Can Brazil win the World Cup 2022?
Brazil coach Tite must think he is time-travelling. In Doha, Qatar, Brazil were drawn with Serbia, Switzerland and Cameroon in Group G and in the quarterfinals they might meet Belgium. The Brazilians encountered three out of those four nations at the last World Cup in Russia in 2018
In the group stages, the Serbians and Switzerland posed Tite with a problem that he had faced throughout the build-up of the tournament in Russia: opponents that sat deep and defended. Brazil struggled to break down deep-lying teams. The Swiss held Brazil to a draw and his team needed until injury time to overcome Costa Rica as well.
But it was the match against Belgium that defined Brazil’s World Cup and the era of Tite. Roberto Martinez’s team knocked the five-time world champion off balance in a marvelous box-to-box quarter-final between the tournament’s two most enthralling teams.
The Spaniard posted central striker Romelu Lukaku on the right, surprising Brazil, whose second-half response came too late, even if the game turned on details and the fingertips of Thibaut Courtois. Brazil exited the tournament prematurely. In 2002, Brazil was the last South American team to win the World Cup.
The defeat shook Tite, even keeping him up at night. The first coach since Claudio Coutinho in 1978 to stay on after a World Cup, Tite responded after the World Cup in textbook fashion: he reinforced the midfield, and so something of the old Tite, a defensive coach during his first spell with Brazilian giants Corinthians, returned. Deep down, the pragmatic and defensive-minded coach is still there. Tite is a coach with principles, but he won’t commit to ideals, the way Jorge Sampaoli and Marcelo Bielsa do. The reason is simple: idealism can’t topple balance.
Balance has always been key to Brazil’s success. With the figure of Mario Zagallo Brazil won three world crowns between 1958 and 1970. Zagallo shuttled down the left wing at the Sweden World Cup to provide the Seleção with balance. As a coach, Zagallo maintained that success recipe with a 4-3-3 formation to win the 1970 World Cup in Mexico. To see Brazil is precisely to revel in the memory of Pelé, Jairzinho, Garrincha and, more recently Romario and Ronaldo, and believe in the idea that Brazilians play the beautiful game differently.
And since that Belgium game, Tite has been forever tinkering with the balance of his team.

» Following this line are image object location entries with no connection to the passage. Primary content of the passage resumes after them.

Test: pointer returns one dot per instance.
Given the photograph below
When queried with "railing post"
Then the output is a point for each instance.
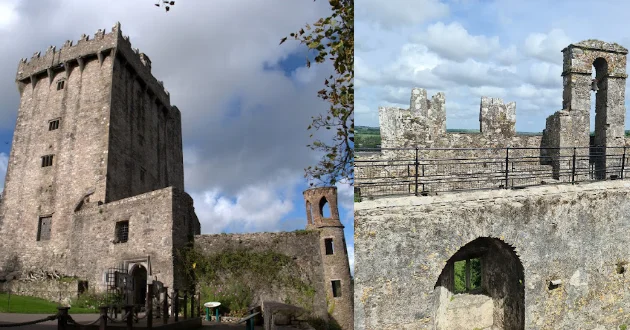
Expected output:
(150, 306)
(185, 304)
(573, 167)
(623, 162)
(416, 174)
(165, 306)
(103, 324)
(507, 166)
(176, 305)
(62, 321)
(129, 314)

Brazil have often failed to rekindle the fluency from Tite’s first World Cup qualifying campaign. Even so, they went unbeaten in the qualification for Qatar. They hardly conceded a goal.
It suggests that Brazil might be stronger than four years ago. Then, Tite’s team had problems across the field: axing Marquinhos was a mistake, Renato Gaucho got injured and Gabriel Jesus misfired upfront. Ever since Jesus has struggled to regain form, but Tite can count on Roberto Firmino and Matheus Cunha as well.
The Brazil coach has a luxury problem upfront. In a recent qualifier against Uruguay, he played Raphinha, Neymar and Lucas Paqueta in behind striker Gabriel Jesus. But how does he integrate Vinicius Junior, who has been in outstanding form to establish himself at Real Madrid? In the midfield, Tite wants Fred to complement Casemiro, who tends to be slow. He doesn’t trust Paqueta to trackback. The midfield composition is a direct consequence of the Belgian elimination. His team must not be exposed.
For a prolonged period after the World Cup, it seemed as if Tite was playing out the Belgium match over and over, in his head and on the field. Marcelo never featured again. Lukaku exploited Brazil’s attacking left side of Marcelo, Coutinho and Neymar. Tite won’t make the same mistake twice. Qatar 2022 might well offer the chance to slay the ghost from Kazan. That is, of course, if Brazil first defeat the other teams in the group stage that are all too familiar.